Nearly half a million students living in the private-rented sector stand to benefit from proposals to be submitted next week by the National Union of Students to the Department of the Environment.
Last November the department issued a consultation paper which examined the case for licensing bedsits, hostels and other types of houses in multiple occupation. In its response the NUS is calling for a national and mandatory system of licensing such households, with landlords applying annually to their local authority for licenses.
According to the Campaign for Bedsit Rights, 2.6 million people live in houses of multiple occupation (HMOs), where they are 25 times more likely to be killed or injured in a fire than other people. Sophie Talbot, campaign worker, said: "Three people die every week in fires in HMOs, and just under 60 a week are injured."

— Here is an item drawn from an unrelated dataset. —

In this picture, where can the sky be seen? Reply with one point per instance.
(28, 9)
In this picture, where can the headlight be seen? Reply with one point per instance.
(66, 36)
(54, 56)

The Government estimates that carbon monoxide from faulty gas appliances kills between 30 and 40 people every year, but the campaign puts this figure at nearer to one a week. "Carbon monoxide is known as the 'great imitator' because it can easily look as if someone has died from something else, such as a heart attack," says Ms Talbot.
The NUS argues that licensing, which would require the landlord and the property to meet strict criteria, would prevent such deaths. The Campaign for Bedsit Rights goes further in its submission, calling for the licensing of the entire private-rented sector.
Concern was inflated with the death last month of two students in the West Midlands from carbon monoxide poisoning. Also a private landlord in Nottingham was fined Pounds 32,000 and ordered to pay costs of nearly Pounds 25,000 after two recent graduates died from carbon monoxide poisoning in one of his properties in 1993.
Under regulations that came into force on October 31 last year, landlords now have to have gas appliances serviced annually and provide proof of this to the tenant. After January next year any gas appliances put in or replaced in rooms where people sleep must be fitted with a device that automatically shuts off the appliance once it leaks.
The Health and Safety Executive now runs a gas safety action line - 0800 300363 - for anyone concerned about a gas appliance.